As the eyes of old print, radio, and TV media turn to the internet for a bridge to take them across the current media business abyss, one troubling fact is becoming abundantly clear: The "real money" isn’t there yet. Top executives at TV networks, magazine companies, and even newspapers have known for a while that on-air minutes and print pages sell at much higher rates and produce more revenue in most cases than even the most ambitious digital models. No less a media mogul than NBC’s CEO Jeff Zucker warned about this conundrum earlier this year. Yes, his company was pursuing digital strategies aggressively and moving more of its content to web. However, he said, "Our challenge with all these ventures is to effectively monetize them so that we do not end up trading analog dollars for digital pennies." More recently, Zucker reiterated that the scale of spending online has not kept pace with expectations.
We talk ad nauseam about digital being the real "growth center" for media, but how can it be called growth without growing revenue? Media companies of all stripes that think their online businesses will compensate for dwindling offline media revenues are delusional. The internet has proven it can make money, but not on the scale that built old media empires. It built Google, to be sure, but that is a single company, dominating the space with mostly direct marketing dimes and dollars. Fifteen years into this "digital revolution," we still talk about the reticence of major product brands to dedicate serious pieces of their marketing budgets to digital. Outside of the auto industry, only a small percentage of the billions of ad dollars being spent online goes to the kinds of pricey display and brand campaigns that made publishers fat and happy. As an old B2B editor said to me recently, "It used to be that you rolled out of bed and made money in trade publishing."
Now, the pressure is on to thoroughly rethink the media business models so that digital is not only at its core but also proves to be a real cash cow. That is going to be much harder than simply getting a share of ad spend. Really, there aren’t a lot of choices.
First, reaggregate. If you can’t get the same dollars from the same audience online as you do offline, then extend your digital reach to get pennies from more people. Acquire, partner, co-opt, or otherwise network. Vertical ad and media networks from IDG and Forbes are trying this approach, while CBS and CondeNast have been acquiring companies and their audiences.
Second, charge advertisers more. Media execs now talk more publicly about the need to change the fee-structure of digital media so that advertisers pay at an offline scale. For B2B, lead generation is one place where web properties already do match some offline rates. The secret here will be more integrated deals across web, print, TV, out-of-home, and mobile. If media companies can establish multiplatform ubiquity and a careful coordination of platforms, they can exact a premium.

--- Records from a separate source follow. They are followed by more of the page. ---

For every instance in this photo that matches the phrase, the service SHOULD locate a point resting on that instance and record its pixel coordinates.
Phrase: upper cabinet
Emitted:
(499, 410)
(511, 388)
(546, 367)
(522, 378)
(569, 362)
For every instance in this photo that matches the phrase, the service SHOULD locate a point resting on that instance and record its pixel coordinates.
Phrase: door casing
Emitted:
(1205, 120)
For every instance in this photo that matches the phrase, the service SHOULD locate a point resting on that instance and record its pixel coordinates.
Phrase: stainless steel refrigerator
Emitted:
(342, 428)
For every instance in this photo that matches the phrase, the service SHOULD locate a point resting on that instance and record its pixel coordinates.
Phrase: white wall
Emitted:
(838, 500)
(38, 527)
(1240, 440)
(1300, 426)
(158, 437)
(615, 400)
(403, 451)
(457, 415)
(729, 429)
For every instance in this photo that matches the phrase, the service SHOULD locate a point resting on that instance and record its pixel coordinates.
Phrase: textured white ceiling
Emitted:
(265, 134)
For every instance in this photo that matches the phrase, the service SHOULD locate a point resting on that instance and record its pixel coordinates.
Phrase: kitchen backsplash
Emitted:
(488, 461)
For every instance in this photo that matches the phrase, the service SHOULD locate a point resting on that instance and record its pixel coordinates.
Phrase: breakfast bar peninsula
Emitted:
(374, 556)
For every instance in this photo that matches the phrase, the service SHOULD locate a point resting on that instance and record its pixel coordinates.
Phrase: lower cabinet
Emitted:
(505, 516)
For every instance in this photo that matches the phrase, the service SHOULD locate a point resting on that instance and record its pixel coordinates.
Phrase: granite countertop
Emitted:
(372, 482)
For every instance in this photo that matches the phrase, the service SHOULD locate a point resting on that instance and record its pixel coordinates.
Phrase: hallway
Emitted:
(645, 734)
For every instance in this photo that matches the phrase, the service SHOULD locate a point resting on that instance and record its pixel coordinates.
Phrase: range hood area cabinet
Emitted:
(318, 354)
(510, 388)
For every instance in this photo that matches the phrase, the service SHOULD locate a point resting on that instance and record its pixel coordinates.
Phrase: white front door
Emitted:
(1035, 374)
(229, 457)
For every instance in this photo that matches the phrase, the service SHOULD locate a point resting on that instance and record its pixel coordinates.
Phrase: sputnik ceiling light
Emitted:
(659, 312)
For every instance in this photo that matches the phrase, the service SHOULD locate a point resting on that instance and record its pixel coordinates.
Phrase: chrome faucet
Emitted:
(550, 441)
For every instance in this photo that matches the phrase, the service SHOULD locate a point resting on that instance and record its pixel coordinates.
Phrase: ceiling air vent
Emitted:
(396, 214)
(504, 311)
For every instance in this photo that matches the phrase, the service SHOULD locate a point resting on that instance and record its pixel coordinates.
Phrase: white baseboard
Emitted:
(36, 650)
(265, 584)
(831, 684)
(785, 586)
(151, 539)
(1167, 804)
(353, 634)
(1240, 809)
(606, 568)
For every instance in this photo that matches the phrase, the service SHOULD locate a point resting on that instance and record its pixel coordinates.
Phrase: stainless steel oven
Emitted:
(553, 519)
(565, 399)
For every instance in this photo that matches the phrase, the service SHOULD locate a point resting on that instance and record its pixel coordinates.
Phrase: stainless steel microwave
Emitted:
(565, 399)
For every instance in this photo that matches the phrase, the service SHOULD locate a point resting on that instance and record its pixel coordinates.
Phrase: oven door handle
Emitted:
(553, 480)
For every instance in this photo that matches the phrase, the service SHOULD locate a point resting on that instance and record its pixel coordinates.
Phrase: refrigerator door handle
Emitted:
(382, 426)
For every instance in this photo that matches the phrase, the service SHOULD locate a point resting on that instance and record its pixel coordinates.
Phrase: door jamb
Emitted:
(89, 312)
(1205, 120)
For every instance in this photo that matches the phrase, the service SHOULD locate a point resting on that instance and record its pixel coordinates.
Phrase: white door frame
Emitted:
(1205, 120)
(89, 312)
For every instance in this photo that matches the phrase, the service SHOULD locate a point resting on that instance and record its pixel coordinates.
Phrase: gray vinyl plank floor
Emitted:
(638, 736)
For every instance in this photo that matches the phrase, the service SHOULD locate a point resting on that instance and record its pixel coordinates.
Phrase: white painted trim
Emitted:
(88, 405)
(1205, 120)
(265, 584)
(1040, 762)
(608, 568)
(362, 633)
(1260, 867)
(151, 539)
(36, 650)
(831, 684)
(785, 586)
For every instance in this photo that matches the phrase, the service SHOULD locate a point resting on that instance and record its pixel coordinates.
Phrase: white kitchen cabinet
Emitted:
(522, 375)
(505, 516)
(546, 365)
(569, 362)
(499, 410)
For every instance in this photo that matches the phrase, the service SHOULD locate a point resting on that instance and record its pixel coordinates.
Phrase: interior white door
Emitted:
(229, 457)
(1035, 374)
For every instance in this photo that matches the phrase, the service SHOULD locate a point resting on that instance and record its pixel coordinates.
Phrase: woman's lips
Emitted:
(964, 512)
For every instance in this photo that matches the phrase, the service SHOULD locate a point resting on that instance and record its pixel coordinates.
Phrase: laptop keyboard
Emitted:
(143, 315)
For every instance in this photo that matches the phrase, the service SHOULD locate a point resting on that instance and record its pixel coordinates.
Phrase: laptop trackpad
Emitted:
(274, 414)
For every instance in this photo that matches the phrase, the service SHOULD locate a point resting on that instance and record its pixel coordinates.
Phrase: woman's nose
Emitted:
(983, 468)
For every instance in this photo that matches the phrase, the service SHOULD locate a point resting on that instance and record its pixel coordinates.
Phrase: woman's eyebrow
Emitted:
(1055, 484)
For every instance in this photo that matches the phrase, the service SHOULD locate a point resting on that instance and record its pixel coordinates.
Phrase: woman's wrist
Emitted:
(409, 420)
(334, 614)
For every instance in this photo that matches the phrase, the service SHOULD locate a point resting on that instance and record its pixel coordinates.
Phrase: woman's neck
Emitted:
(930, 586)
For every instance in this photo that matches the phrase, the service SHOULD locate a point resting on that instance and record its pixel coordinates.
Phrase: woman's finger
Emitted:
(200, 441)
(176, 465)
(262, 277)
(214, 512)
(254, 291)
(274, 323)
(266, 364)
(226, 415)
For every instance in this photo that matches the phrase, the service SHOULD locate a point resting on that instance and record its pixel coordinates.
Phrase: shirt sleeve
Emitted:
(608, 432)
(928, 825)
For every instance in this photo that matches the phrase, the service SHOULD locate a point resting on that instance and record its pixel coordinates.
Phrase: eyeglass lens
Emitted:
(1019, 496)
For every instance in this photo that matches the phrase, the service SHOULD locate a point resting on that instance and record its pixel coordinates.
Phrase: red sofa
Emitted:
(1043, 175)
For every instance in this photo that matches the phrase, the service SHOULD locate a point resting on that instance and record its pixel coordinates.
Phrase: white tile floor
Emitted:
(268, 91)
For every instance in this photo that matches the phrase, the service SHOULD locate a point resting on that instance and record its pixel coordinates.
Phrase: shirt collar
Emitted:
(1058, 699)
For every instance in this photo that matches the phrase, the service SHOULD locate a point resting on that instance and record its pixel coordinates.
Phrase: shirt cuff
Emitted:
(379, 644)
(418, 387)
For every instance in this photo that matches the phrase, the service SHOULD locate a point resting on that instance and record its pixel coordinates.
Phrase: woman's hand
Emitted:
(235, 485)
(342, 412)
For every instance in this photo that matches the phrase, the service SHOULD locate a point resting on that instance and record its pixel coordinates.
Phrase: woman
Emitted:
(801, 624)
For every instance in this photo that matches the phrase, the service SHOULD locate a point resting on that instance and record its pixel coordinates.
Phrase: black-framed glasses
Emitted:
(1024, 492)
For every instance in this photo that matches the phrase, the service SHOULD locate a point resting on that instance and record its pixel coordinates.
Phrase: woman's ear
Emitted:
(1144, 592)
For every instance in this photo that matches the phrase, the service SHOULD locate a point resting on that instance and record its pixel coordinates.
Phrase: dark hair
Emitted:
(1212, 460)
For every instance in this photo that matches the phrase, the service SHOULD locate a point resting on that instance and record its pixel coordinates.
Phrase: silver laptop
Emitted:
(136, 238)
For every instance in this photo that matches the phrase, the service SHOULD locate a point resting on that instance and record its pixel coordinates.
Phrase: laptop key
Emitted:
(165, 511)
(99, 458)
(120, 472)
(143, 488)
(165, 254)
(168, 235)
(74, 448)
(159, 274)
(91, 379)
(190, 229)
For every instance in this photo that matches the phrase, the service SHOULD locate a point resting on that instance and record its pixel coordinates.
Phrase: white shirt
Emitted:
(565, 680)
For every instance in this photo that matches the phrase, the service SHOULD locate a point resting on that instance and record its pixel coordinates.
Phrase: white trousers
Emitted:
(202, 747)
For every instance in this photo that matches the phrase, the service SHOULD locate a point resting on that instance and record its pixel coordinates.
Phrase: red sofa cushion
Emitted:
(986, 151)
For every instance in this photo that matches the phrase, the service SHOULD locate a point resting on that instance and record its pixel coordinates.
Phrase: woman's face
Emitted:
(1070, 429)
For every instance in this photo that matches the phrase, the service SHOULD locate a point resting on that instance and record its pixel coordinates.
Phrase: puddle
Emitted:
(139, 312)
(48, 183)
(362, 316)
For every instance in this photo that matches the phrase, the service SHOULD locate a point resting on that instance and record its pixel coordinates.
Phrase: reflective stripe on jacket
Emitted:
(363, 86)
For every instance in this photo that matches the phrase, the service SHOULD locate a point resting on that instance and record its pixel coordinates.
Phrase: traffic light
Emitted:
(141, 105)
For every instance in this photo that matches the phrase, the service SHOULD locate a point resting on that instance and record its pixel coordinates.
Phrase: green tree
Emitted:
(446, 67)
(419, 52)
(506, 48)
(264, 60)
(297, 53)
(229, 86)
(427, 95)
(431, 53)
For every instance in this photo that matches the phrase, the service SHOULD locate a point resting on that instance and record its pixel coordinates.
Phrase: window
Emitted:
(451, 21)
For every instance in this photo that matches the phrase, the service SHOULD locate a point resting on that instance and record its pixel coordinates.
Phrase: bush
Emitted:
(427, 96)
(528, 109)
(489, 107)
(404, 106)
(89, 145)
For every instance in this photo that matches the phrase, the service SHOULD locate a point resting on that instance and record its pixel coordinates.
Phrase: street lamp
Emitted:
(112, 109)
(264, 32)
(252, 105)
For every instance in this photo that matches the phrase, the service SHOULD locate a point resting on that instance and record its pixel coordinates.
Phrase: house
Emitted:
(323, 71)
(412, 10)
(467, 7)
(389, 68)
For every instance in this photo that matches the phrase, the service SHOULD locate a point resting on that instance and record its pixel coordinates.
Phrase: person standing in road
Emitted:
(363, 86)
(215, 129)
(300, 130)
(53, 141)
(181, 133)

Third, go hybrid. Except for a handful of major media players attracting big advertising, you need customers to pay you for something somewhere. Expect more emphasis on fee-based models. Publishers such as Rodale make as much from online book sales as they do from digital advertising. Conservative political publisher Newsmax.com actually makes most of its revenue from subscriptions to its financial and health advice newsletters.
Fourth, deal in data. Ultimately, online publishers are not selling advertising against content but against audiences. The database rules, so make it deeper at every opportunity. Understanding who your audience is, what they like, and what they do when they’re not on your site is the currency of interactive technologies. This point will be critical to making No. 2 work.
Fifth, create content on the cheap. The age of mass media is over, and with it goes the concentrations of advertising and capital that made expensive content empires possible. The money available for original content creation will shrink … permanently. Even without the deep recession, the economies of fragmentation (whatever they turn out to be) inevitably demand smaller, cheaper modes of production.
Believe me, as a writer, I’m sorry about that last one. But, you know, with the universe shifting and all, we should have seen it coming.